Stephen Leccese, a member of the Financial Advisory Committee, said while a lot of time is spent looking at these outside rankings, the school district should publish a self evalutaion. 

“Why are we not taking ownership of our own rankings, publishing our own set of core values that we care about and measuring those year to year?” he said

East Williston Superintendent of Schools Elaine Kanas said Leccese made a good point about “school districts taking charge themselves of and what we value, how will we measure those things, and looking at it from year to year to give us direction.”

Leccese said he was troubled by the trend in SAT scores among the “peer districts” that Wheatley compares itself to and the ELA scores in the third through eighth grade being towards the back of the pack. 

Leccese said that he feels the district is doing well, but added, “I don’t feel confident that we’re improving at the rate that others may be improving.”

“The SAT scores are not rising at the rate other districts are, in fact they have gone down,” Kanas said. 

She said that to address this issue, the district is committing more money to SAT prep courses next year. She also raised the issue of the district’s values in regard to state testing. 

“If we have 92 percent passing is that okay? Because then we will be able to also give attention to something else we find important. Or will we say we want 94 percent?” she asked.

Kanas also said elementary students’ English Language Arts test scores are supposed to be learning markers.
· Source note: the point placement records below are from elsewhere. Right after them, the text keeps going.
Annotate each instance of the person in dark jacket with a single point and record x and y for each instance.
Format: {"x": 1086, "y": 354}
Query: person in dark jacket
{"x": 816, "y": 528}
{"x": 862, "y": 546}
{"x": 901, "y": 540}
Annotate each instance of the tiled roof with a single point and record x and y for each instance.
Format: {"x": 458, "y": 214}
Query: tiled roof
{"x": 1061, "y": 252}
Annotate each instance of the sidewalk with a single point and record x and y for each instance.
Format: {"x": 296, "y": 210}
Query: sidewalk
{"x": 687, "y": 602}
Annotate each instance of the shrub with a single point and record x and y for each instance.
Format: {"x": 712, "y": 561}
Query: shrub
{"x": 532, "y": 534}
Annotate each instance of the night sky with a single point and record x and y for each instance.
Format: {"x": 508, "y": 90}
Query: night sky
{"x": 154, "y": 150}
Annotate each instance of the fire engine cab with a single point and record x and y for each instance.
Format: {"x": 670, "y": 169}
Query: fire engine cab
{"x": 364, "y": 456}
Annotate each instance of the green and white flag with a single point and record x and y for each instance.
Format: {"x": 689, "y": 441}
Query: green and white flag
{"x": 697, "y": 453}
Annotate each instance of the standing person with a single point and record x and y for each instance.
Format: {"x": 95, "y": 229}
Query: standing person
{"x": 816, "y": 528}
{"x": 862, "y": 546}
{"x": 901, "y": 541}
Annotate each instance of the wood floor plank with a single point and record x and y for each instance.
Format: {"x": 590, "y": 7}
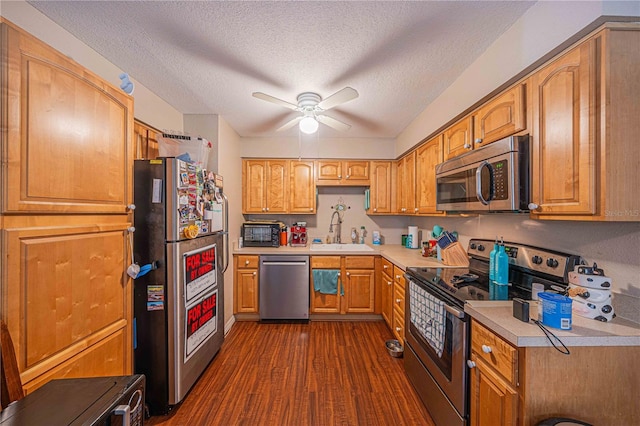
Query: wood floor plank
{"x": 321, "y": 373}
She said the district’s real focus should be on SAT scores and college acceptance rates. 

“I have seen districts spend enormous amounts of time and money making sure those third and fourth grade scores are as high as they can be, but the four or five or six children who needed the support early on, the resources don’t go to those children because you wanted to make the scores look really great.” 

Board Vice President Robert Fallarino agreed, saying, “You don’t want to teach to the test, you want to give each individual student what they need.”

Leccese said he didn’t want to see students’ needs ignored for the sake of better test scores.

“If we’re not measuring ourselves consistently on the metrics that we care about it’s very hard to measure performance in the absolute,” he said.